鈴音は母子家庭で、ネイリストになるため食費を切り詰めていました。結は持っていたおむすび(塩むすび)を一個、手渡します。そこで出たのが、冒頭に引用した名言でした。
「なつかしい味」と、家族がそろっていたときのことを思い出ししんみりする鈴音。
おいしいものを食べてかなしみを紛らわすこと、世の中には栄養不足の若者がいること、そういうことが
ゆくゆく栄養士の道に向かわせるのでしょう。
結が毛嫌いしていたギャルですが、話せば、それぞれの個性や生活があります。
とはいえ、困っている人を見捨てられない結のことを「総代の器」だと言われても、総代になる気はありません。
鈴音はまず「友達」になろうと誘い、結もそれならばと許容します。が、友達と言っただけなのにハギャレンのメンバーに入ったことになっていました。いいのか、結。お人好しすぎる。そして、「むすびん」というあだ名をつけられます。超かわいい〜 ってかわいいか。そしてはじめてのプリクラ。
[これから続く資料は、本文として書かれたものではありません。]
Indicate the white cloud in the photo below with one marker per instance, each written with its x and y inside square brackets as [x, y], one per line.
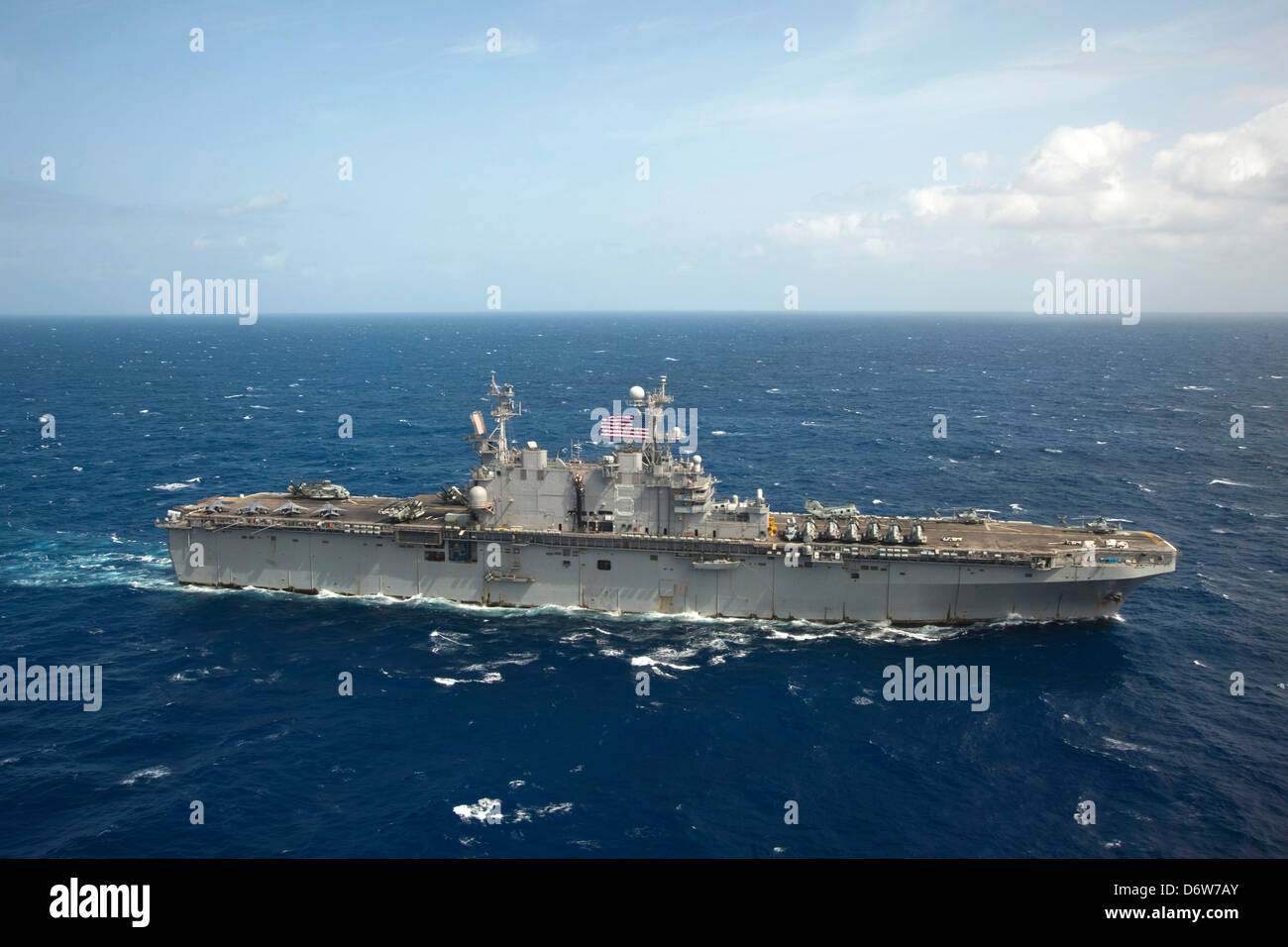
[257, 202]
[1090, 182]
[1247, 159]
[1070, 159]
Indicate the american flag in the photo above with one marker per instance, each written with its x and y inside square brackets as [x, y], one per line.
[621, 428]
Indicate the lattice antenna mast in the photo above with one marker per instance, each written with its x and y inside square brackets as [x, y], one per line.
[506, 407]
[653, 405]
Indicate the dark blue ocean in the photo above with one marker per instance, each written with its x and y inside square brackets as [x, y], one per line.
[231, 697]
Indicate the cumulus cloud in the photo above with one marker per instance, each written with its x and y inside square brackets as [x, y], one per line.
[1215, 185]
[1248, 158]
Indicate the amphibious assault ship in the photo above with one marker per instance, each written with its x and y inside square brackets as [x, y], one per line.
[640, 530]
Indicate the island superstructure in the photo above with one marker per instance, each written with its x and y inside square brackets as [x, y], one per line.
[640, 530]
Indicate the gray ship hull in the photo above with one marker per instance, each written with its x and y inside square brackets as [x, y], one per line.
[649, 577]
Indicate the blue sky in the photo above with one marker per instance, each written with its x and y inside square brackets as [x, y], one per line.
[1162, 155]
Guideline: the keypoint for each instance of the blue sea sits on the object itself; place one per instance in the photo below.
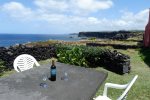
(7, 40)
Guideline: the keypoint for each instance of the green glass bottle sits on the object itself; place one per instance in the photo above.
(53, 71)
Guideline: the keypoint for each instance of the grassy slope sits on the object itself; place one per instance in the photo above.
(141, 88)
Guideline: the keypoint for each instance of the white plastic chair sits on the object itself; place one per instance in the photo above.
(117, 86)
(24, 62)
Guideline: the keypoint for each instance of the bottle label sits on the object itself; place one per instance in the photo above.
(53, 72)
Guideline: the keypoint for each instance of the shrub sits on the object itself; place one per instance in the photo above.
(93, 57)
(71, 55)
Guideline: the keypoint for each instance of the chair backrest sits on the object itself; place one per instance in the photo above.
(129, 85)
(24, 62)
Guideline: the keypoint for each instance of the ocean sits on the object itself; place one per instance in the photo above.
(7, 40)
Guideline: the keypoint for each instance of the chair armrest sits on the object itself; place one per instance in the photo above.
(112, 85)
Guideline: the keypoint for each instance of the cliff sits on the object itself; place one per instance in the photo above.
(107, 35)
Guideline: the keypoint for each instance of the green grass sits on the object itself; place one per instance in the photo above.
(141, 88)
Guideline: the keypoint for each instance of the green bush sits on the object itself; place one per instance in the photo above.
(2, 67)
(79, 55)
(71, 55)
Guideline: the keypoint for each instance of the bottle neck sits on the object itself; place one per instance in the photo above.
(53, 63)
(149, 16)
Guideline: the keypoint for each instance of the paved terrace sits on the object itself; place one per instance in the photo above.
(82, 84)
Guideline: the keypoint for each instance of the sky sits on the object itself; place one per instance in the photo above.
(72, 16)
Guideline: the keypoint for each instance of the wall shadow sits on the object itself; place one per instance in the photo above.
(145, 55)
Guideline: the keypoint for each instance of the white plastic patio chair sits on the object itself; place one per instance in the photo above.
(24, 62)
(117, 86)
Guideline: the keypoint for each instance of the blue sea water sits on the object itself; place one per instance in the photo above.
(12, 39)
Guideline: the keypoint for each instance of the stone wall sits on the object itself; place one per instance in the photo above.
(116, 46)
(116, 62)
(39, 52)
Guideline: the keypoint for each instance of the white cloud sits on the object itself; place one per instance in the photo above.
(73, 6)
(94, 5)
(17, 10)
(61, 13)
(51, 5)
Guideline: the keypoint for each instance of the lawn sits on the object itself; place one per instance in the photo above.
(141, 88)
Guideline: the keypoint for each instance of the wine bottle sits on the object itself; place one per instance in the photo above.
(53, 71)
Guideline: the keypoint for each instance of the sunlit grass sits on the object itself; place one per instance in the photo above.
(141, 88)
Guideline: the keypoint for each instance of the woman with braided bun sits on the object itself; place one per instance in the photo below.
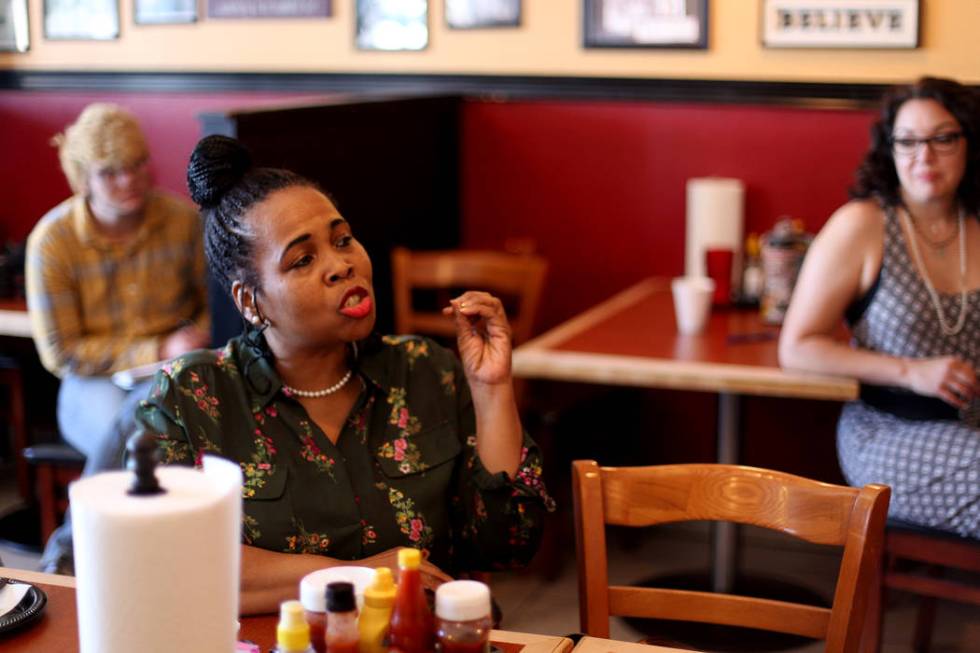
(350, 444)
(901, 263)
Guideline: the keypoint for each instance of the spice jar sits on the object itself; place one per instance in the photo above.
(463, 617)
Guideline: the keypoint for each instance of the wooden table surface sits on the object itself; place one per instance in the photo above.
(14, 320)
(632, 340)
(57, 629)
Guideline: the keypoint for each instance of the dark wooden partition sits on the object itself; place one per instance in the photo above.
(391, 164)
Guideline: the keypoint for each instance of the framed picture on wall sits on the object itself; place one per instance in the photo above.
(81, 19)
(392, 26)
(471, 14)
(163, 12)
(269, 8)
(646, 24)
(14, 35)
(840, 24)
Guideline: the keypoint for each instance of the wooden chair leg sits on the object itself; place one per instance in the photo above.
(925, 618)
(48, 502)
(872, 636)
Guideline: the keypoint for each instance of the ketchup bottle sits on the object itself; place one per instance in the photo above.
(411, 620)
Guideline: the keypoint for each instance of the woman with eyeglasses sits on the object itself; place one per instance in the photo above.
(900, 263)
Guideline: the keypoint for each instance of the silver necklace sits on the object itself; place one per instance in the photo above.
(315, 394)
(938, 246)
(933, 295)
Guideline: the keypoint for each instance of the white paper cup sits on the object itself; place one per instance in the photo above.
(692, 303)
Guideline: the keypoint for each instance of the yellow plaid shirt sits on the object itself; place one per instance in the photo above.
(99, 306)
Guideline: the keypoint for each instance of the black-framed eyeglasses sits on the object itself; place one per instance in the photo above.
(945, 143)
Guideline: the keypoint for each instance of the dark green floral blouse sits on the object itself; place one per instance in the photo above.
(404, 471)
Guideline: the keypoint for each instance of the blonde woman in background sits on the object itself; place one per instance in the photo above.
(115, 279)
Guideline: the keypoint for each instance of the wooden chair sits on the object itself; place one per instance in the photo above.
(816, 512)
(518, 277)
(11, 378)
(56, 465)
(940, 552)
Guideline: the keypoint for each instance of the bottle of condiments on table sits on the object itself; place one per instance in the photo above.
(411, 620)
(752, 277)
(292, 633)
(463, 617)
(372, 625)
(341, 635)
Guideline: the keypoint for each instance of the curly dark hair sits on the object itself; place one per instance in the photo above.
(223, 182)
(876, 177)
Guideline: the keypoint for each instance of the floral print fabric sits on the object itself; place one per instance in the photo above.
(404, 470)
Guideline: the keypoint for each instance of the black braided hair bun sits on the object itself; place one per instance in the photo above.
(217, 164)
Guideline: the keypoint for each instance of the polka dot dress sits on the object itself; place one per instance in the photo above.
(933, 467)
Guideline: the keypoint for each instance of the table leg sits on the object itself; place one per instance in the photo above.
(725, 534)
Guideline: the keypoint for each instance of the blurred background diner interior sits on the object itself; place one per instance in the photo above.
(493, 137)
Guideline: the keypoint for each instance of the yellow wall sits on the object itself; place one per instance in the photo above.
(547, 43)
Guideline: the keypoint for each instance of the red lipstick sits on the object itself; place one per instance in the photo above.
(356, 303)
だんだん巻き込まれてきた結は、姉(仲里依紗)の部屋に入ります。そこには姉のギャル人生が詰まっていました。つい、髪にひまわりをつけてにっこり。封印されていた思い出の部屋に入り込むのは「あまちゃん」でアキが母の部屋に入って80年代カルチャーに魅入られるシーン、ひまわりを髪につけるのは「カーネーション」第3回で糸子が舞踏会でカーネーションを頭につけて踊るシーンと重なりました。
さて、聖人(北村有起哉)は、永吉(松平健)に「ほんとうの農家やない」と言われ、思うところがある様子。しまってあったハサミや櫛を取り出します。そしてひみこ(池畑慎之介)の髪を切ります。
神戸で理容師をやっていた聖人。彼の天職は農家ではなくこっちのようで、髪を切る目つきが真剣です。
永吉が聖人に言っていたことをひみこが知っていたのは、この間、スナックで話したのでしょうか。わりとデリケートな話だと思いますが、ひみこはなんでも聞いてくれる懐の大きな役割なのでしょう。